Ex-Convoy employee here: if a company is shutting down, it obviously can't provide severance. It's not a matter of class or not.

busterarm|2 years ago

Startups are not established businesses. They are inherently risky ventures.

If you want to be coddled and showered with benefits, go join a Fortune 500. Startups are not for you.

TedDoesntTalk|2 years ago

Isn’t this standard for startups that shutdown?

jrockway|2 years ago

Severance is basically marketing for future hires. You hope, as a company, you will be around in a few years and will be hiring again. If all the employees laid off during tough times get severance, then the company can say "even if we hit tough times, we have a track record of doing the right thing", which is attractive to future employees they are attempting to attract. Since the company is dead, their reputation doesn't matter.

jghn|2 years ago

In the 2001 DotCom downturn a friend worked at a company where they were informed that the paycheck they had received the prior month was the last payment they'd get. So not only no severance, etc but they also worked a few weeks gratis.

MaxHoppersGhost|2 years ago

Ah yes, won't someone think of the software engineers who are making 3x-6x the median household income of Americans.

nilram|2 years ago

My favorite start up, with regard to cashflow, was where the CEO would tell us at every company meeting how many months of cash we had in the bank at our current burn. They pissed me off in other ways, though, and I never heard how they treated people when they finally shut their doors.

actionablefiber|2 years ago

What’s the “Very Bad” scenario?
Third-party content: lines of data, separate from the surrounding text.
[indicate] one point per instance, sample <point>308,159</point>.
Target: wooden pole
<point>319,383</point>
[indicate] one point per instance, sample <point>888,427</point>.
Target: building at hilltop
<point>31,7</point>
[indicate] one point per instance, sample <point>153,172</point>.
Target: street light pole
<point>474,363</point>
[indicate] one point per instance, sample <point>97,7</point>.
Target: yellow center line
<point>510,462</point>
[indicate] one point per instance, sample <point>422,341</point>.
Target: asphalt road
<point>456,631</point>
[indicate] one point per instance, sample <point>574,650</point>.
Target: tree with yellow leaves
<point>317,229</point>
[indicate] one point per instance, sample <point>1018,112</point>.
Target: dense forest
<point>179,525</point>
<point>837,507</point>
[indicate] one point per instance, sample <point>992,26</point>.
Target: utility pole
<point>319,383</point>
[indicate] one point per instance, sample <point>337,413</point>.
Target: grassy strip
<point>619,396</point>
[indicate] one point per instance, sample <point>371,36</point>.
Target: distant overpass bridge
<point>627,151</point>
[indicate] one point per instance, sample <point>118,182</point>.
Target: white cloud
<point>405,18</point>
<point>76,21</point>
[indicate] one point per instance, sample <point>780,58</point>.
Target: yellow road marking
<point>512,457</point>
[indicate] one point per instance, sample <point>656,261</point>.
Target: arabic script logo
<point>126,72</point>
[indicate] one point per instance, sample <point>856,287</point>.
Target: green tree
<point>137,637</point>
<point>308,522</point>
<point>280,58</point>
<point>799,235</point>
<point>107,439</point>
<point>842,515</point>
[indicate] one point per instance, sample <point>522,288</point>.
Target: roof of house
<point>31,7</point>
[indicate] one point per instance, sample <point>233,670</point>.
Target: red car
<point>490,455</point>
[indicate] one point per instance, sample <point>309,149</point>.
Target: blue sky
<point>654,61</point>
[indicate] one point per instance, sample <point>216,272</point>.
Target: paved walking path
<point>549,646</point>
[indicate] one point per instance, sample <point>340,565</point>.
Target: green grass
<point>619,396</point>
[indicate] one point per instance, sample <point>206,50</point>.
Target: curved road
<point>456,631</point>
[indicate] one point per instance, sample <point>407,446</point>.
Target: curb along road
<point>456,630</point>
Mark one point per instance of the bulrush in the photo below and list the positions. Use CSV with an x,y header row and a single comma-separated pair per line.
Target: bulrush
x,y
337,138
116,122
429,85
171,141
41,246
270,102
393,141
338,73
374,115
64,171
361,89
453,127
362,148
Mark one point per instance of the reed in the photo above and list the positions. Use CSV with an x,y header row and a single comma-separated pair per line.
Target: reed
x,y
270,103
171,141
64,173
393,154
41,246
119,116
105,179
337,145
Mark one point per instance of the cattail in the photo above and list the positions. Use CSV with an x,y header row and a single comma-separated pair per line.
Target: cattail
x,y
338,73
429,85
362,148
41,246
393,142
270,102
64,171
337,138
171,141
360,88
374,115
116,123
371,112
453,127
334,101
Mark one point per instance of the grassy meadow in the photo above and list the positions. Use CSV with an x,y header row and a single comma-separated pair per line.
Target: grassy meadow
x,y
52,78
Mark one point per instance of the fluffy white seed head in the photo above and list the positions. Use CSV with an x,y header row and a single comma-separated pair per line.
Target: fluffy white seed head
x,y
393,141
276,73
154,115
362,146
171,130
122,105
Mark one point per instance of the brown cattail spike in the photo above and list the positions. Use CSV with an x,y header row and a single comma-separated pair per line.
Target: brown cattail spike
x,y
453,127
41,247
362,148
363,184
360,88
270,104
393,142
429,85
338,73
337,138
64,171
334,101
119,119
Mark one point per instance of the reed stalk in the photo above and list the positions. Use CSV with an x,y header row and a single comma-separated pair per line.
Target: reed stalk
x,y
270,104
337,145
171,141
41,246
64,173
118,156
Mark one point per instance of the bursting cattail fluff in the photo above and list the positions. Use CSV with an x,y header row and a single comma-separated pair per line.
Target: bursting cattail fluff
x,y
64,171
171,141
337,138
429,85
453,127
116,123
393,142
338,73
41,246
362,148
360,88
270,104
Limited liability stops being limited?

climatekid|2 years ago

Wonder how big of secondaries the founders took

dicriseg|2 years ago

How did they burn that much cash in a year?

rdl|2 years ago

Is there a website/etc for employee hiring?

hintymad|2 years ago

Any early signs that the company was in trouble?

hipadev23|2 years ago

[deleted]

josh_carterPDX|2 years ago

Your argument would be wrong. Just because a company fails doesn't mean it was a team devoid of talent.

ska|2 years ago

> I'd argue the business failing is a strong counterpoint to that assertion.

That statement is pretty naive. There are plenty of things that can kill a startup without them having done anything specifically wrong at any level, let alone at the level of technical team.